La grille du lycée se dressait devant Neylan comme une frontière. Chaque matin, il avait l’impression d’entrer dans une prison bruyante où il devait jouer le rôle du fantôme. La cour, déjà envahie par les élèves, vibrait d’un brouhaha confus : éclats de rire, disputes, téléphones qui sonnaient, ballons de foot rebondissant sur l’asphalte. Neylan s’arrêta un instant, fixa cette marée humaine, et pensa :
— Trop de bruit pour si peu de sens.
Une main surgit sur son épaule.
— Toujours aussi optimiste, toi.
Il se retourna. Sacha Lenoir se tenait là, sac à dos mal ajusté, sourire maladroit mais chaleureux. Ses cheveux bruns un peu en bataille donnaient l’impression qu’il s’était battu contre son oreiller avant de perdre.
— J’ai pas dit que j’étais optimiste, répondit Neylan en haussant un sourcil. J’ai juste dit que vous parlez trop.
— C’est pareil, rit Sacha. T’as une manière poétique de dire qu’on t’énerve.
Neylan ne put s’empêcher de sourire, un sourire furtif qui disparut aussitôt. C’était ça, l’effet de Sacha : il avait le don d’arracher de petites étincelles au milieu du froid.
Ils traversèrent la cour ensemble. Neylan avançait lentement, comme s’il voulait s’effacer, tandis que Sacha saluait d’un geste les autres élèves. Certains le regardaient avec curiosité : Neylan, le garçon aux yeux vides, celui qui parlait peu mais dont les remarques pouvaient couper comme une lame.
— Tu sais, reprit Sacha, tu devrais essayer de parler aux autres. Même juste un peu.
— Et leur dire quoi ? "Salut, j’aime pas votre existence" ? Ça ferait bonne impression.
— Tu pourrais commencer par "bonjour".
— Trop risqué.
Sacha éclata de rire. Neylan soupira. Cet ami avait la capacité étrange de transformer ses piques glaciales en comédie légère.
En entrant dans la salle de classe, l’odeur du marqueur et de poussière de craie les enveloppa. Neylan prit sa place habituelle, près de la fenêtre. Il aimait observer le ciel plus que les cahiers. Sacha, fidèle, s’installa à côté de lui.
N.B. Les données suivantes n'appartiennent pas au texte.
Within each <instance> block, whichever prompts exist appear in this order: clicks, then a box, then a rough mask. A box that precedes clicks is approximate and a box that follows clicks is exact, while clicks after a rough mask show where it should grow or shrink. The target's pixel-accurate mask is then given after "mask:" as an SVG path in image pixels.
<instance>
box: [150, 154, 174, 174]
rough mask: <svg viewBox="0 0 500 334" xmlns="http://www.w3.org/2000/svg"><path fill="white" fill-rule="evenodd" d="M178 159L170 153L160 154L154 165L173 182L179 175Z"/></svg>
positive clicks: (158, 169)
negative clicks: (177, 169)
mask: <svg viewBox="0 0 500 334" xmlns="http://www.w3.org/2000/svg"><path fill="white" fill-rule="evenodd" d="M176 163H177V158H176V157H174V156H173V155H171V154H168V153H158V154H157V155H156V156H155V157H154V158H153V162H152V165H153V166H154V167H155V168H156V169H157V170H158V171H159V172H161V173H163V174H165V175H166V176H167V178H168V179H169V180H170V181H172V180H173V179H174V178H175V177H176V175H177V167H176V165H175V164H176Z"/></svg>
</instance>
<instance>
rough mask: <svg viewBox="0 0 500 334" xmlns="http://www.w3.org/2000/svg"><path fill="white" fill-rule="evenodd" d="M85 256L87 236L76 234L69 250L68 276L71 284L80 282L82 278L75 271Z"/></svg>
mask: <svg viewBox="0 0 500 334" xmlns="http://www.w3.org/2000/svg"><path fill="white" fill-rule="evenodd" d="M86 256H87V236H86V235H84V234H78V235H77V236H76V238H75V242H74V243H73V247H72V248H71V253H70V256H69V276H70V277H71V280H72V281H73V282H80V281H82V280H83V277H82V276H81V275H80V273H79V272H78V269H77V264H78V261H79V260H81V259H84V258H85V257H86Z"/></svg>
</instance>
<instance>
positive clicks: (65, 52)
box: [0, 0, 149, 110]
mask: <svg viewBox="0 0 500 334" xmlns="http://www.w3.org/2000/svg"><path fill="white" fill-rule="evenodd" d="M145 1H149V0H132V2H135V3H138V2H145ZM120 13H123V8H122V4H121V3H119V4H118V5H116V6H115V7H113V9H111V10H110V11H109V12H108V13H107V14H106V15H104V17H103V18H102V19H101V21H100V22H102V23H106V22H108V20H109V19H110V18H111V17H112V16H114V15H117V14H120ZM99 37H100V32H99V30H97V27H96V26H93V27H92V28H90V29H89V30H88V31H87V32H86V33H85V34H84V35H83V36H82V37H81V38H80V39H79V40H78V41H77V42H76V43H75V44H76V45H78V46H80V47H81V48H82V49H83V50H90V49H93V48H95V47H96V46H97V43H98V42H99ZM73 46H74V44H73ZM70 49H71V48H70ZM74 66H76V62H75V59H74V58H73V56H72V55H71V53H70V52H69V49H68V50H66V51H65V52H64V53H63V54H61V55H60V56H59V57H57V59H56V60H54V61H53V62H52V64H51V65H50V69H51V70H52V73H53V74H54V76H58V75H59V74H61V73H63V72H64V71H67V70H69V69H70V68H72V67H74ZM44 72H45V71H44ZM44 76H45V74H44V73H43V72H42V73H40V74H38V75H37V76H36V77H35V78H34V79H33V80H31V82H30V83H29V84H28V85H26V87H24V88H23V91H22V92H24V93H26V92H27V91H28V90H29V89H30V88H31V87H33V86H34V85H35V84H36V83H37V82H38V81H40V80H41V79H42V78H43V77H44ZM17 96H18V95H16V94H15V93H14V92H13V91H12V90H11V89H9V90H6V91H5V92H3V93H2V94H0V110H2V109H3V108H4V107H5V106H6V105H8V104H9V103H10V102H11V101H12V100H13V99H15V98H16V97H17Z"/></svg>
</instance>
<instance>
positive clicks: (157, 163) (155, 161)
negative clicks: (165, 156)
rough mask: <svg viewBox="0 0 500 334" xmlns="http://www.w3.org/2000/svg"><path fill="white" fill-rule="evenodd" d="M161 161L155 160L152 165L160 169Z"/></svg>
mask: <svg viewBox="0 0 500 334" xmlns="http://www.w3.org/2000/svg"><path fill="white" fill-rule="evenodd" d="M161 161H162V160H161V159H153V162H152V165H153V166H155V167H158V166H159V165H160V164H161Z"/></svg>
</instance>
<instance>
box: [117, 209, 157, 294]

C’est alors qu’une présence attira son regard. À deux rangs devant, une fille venait de s’asseoir. Elle avait des cheveux châtains clairs qui semblaient capter la lumière, même dans cette salle terne. Son regard, quand il croisa celui de Neylan par hasard, était doux mais profond, comme si elle portait elle aussi un secret.
Neylan détourna les yeux aussitôt. Son cœur fit un battement trop fort, inhabituel. Il fronça les sourcils.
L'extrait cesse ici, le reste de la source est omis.